Его слова идеальны, это правильная смесь сочувствия и горя. Но меня глубоко тревожит то, что мои родители ведут себя так фамильярно с Михаилом. Он явно проникся их дружбой и гостеприимством с тех пор, как я уехала. Меня нервирует то, что они так легко чувствуют себя с человеком, который решил, что в интересах и его, и моего отца, если Петр Велес и его семья умрут.
— Спасибо, Михаил. — Говорит мама плачущим голосом, принимая еще одно в бесконечном потоке соболезнование.

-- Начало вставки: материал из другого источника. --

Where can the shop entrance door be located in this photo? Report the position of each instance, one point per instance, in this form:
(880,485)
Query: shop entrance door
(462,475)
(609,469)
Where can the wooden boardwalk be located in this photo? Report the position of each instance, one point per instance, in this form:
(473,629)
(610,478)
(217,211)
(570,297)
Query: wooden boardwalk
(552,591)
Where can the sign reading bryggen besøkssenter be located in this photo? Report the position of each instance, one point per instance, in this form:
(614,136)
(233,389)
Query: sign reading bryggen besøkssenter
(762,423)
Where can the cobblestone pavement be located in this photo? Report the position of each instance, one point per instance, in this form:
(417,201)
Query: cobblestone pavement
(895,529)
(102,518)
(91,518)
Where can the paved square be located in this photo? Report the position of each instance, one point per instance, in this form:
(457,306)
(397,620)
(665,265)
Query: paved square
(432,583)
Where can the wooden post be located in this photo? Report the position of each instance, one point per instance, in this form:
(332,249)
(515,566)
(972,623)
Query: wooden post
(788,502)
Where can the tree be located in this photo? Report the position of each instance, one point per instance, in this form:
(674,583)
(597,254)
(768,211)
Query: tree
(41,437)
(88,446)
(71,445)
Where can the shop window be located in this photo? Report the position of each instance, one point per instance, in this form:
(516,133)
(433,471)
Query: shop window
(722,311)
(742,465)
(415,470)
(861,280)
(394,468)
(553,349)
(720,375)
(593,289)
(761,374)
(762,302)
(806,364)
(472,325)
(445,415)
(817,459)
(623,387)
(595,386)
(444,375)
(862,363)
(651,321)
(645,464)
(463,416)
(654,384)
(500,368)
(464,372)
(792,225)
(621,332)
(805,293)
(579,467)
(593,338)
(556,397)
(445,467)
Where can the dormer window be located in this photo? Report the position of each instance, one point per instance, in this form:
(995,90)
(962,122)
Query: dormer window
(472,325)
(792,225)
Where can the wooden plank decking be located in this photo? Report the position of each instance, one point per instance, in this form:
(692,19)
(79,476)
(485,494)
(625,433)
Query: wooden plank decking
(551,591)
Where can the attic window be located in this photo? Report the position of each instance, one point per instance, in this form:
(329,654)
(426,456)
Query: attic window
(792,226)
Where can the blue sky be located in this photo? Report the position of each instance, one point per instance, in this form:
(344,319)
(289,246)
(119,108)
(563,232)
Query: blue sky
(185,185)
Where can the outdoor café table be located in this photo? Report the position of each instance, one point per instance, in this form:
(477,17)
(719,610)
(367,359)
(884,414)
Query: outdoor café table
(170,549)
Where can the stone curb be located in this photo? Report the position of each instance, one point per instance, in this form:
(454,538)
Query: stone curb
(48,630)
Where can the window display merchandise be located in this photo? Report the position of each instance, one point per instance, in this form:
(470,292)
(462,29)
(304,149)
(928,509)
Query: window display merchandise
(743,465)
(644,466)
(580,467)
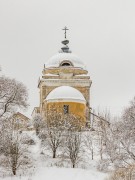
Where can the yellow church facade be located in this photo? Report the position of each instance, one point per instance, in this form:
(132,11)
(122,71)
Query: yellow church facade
(65,85)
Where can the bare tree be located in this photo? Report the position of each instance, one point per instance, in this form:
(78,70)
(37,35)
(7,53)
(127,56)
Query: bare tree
(54,132)
(13,95)
(73,147)
(15,154)
(89,143)
(38,123)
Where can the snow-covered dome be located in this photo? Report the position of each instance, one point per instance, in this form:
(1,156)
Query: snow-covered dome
(65,92)
(57,59)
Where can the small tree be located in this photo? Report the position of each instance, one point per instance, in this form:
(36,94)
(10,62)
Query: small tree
(54,132)
(13,95)
(38,123)
(73,147)
(14,151)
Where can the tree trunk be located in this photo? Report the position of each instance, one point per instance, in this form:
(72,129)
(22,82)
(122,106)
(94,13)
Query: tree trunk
(14,171)
(92,154)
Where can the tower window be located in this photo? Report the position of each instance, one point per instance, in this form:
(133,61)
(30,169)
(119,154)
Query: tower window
(66,109)
(65,64)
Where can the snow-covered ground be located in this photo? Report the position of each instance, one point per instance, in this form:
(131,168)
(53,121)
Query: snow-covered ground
(46,168)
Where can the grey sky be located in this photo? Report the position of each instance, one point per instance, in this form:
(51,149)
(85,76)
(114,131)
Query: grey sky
(102,34)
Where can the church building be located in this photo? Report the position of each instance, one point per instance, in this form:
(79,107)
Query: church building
(65,85)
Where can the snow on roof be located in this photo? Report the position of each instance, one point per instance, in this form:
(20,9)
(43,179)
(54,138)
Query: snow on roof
(55,60)
(65,92)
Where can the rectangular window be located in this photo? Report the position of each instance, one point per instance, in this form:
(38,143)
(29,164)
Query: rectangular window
(66,109)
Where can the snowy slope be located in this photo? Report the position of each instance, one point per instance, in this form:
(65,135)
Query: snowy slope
(45,168)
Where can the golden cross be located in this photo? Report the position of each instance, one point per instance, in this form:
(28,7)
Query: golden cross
(65,29)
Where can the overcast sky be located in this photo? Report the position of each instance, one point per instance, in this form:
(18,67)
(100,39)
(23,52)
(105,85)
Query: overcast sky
(102,34)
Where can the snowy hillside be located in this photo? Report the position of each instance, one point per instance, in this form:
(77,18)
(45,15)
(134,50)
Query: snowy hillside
(45,167)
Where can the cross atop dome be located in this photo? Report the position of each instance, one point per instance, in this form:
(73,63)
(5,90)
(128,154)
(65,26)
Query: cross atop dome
(65,29)
(65,42)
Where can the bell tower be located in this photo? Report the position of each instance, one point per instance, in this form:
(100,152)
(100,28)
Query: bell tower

Я не знаю, как они с папой это терпят. По большей части вереница общественных деятелей, знакомых и друзей сосредоточила свое внимание на моих родителях, позволив мне молча стоять в мучительной формальности, состоящей в том, чтобы как следует оплакивать смерть Бена. От нас, как от политической семьи, именно этого и ждут. Я просто благодарна, что никто до сих пор не заставил меня ничего рассказывать.
— Ты присоединишься к нам на ужин? — Предлагает папа, вызывая у меня тошноту.
Пожалуйста, скажи нет.
— Ты слишком добр. — Говорит Михаил. — Но я не могу навязываться. Я уверен, что вам и вашей дочери нужно время, проведенное с семьей.
— Это вообще не будет навязыванием, — уверяет его мама. — Кроме того, Бен считал тебя своей семьей, а значит, и мы тоже.
Михаил прижимает руку к груди, показывая, насколько он польщен ее заявлением.
— В таком случае, я бы хотел к вам присоединиться.
Я сдерживаю свое саркастическое замечание, поскольку мама выглядит очень счастливой.
— Почему бы вам втроем не пройти в столовую, а я разогрею запеканку? Надеюсь, ты не против, Михаил. У нас в морозилке ее хватит на столетие.